Paule s’était aperçue de cette attitude attristée qu’elle n’avait pas vue chez la petite fille depuis de longs jours. Et sur sa remarque déjà alarmée :

— Je suis un peu fatiguée, avait-elle répondu.

— C’est l’air raréfié de la ville qui en est la cause, chérie ; tu es habituée maintenant à la paix des champs. Aussi allons-nous y retourner.

Elles se rendirent tout d’abord chez le Dr Conlau dont l’aimable femme combla Mireille de caresses et de friandises. Après avoir parcouru la Bôve, où s’élève la belle statue en marbre blanc du compositeur Victor Massé, la place Bisson, avec le monument du héros lorientais de ce nom, elles arrivèrent au square où le doux chantre de la Bretagne sourit à la mer au milieu des fleurs.

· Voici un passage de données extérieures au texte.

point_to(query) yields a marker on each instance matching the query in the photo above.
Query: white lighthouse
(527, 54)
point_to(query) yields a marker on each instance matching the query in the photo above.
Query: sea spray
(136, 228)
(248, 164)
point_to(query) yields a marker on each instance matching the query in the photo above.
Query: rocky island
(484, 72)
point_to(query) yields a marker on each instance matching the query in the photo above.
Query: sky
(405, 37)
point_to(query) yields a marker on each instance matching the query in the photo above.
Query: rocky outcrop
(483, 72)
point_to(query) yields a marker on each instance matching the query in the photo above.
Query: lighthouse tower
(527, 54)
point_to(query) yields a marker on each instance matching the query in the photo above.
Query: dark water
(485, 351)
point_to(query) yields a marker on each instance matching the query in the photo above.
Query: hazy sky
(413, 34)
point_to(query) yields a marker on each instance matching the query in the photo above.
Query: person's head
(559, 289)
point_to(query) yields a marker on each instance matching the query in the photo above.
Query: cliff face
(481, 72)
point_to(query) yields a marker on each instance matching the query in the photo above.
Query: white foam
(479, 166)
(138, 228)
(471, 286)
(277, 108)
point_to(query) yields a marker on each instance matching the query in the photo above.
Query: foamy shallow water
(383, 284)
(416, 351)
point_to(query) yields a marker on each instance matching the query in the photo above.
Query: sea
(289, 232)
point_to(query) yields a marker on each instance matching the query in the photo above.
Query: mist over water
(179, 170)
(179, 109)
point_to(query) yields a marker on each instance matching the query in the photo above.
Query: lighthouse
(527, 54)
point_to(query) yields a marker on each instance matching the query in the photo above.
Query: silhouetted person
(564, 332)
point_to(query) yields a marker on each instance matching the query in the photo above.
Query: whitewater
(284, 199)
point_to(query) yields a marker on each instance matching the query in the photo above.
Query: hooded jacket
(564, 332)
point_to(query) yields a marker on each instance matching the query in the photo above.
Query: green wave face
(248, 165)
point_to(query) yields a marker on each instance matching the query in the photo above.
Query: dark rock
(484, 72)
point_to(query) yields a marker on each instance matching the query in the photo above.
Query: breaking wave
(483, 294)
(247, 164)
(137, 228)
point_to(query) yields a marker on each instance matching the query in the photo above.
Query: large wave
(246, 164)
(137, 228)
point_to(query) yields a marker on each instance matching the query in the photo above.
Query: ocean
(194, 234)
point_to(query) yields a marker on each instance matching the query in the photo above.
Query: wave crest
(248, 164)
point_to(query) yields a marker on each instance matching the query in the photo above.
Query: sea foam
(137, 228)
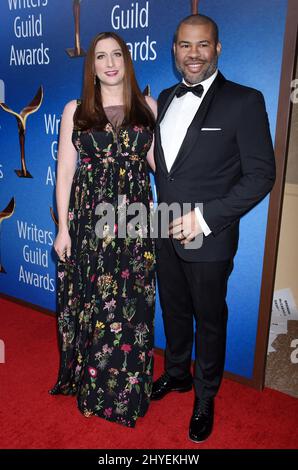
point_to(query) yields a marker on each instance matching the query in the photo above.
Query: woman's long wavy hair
(90, 114)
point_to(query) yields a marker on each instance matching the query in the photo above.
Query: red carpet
(30, 418)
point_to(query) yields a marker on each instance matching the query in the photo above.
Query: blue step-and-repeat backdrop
(41, 70)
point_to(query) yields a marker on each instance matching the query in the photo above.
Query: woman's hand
(62, 244)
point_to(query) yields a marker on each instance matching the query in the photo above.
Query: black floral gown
(106, 288)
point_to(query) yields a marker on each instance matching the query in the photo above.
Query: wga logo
(2, 352)
(2, 91)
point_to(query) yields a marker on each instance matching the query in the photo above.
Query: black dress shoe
(166, 384)
(201, 422)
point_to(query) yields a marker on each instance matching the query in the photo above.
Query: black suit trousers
(191, 291)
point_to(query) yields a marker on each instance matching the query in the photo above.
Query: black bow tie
(196, 90)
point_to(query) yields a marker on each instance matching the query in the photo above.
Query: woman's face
(109, 62)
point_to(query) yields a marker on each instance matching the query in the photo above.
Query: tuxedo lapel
(193, 132)
(160, 151)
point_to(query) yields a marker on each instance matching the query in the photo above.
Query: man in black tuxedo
(213, 146)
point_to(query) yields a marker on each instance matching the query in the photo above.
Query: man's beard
(192, 79)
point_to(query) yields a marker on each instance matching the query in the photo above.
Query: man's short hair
(197, 20)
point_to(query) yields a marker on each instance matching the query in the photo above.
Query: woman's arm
(67, 161)
(150, 155)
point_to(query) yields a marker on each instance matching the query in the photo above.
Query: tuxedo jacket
(229, 168)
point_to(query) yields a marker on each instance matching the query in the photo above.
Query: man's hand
(185, 228)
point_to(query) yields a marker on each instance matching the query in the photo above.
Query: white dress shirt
(174, 126)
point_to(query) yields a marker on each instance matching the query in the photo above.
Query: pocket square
(211, 129)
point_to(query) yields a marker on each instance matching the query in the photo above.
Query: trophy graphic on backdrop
(194, 7)
(77, 51)
(147, 91)
(21, 120)
(5, 214)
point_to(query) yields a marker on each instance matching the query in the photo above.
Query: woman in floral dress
(106, 281)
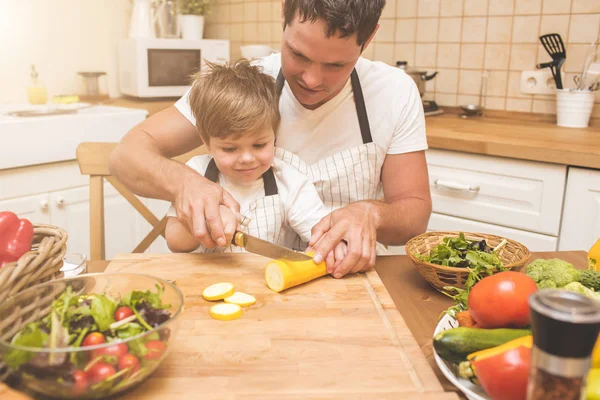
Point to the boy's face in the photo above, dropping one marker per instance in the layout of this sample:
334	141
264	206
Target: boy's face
315	66
244	158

Mireille s’était un peu ressaisie, et lorsque Paule voulut remettre à un autre moment le pèlerinage au cimetière où se trouve la tombe du poète, elle insista pour y aller.

— Ma fatigue commence à se dissiper, dit-elle ; puis je ne l’augmenterai pas, puisque je n’ai pas à marcher.

La voiture se dirigea vers Carnel, où la nécropole des Lorientais s’étale devant les flots mouvants, avec ses grands beaux arbres et ses murs revêtus de lierre.

Sympathisant avec tout ce que Mlle de Montscorff aimait, ce fut d’un air recueilli que l’enfant s’agenouilla sur le tombeau de Brizeux.

— Tu vois, Mireille, le chêne qu’il avait désiré ombrage son buste.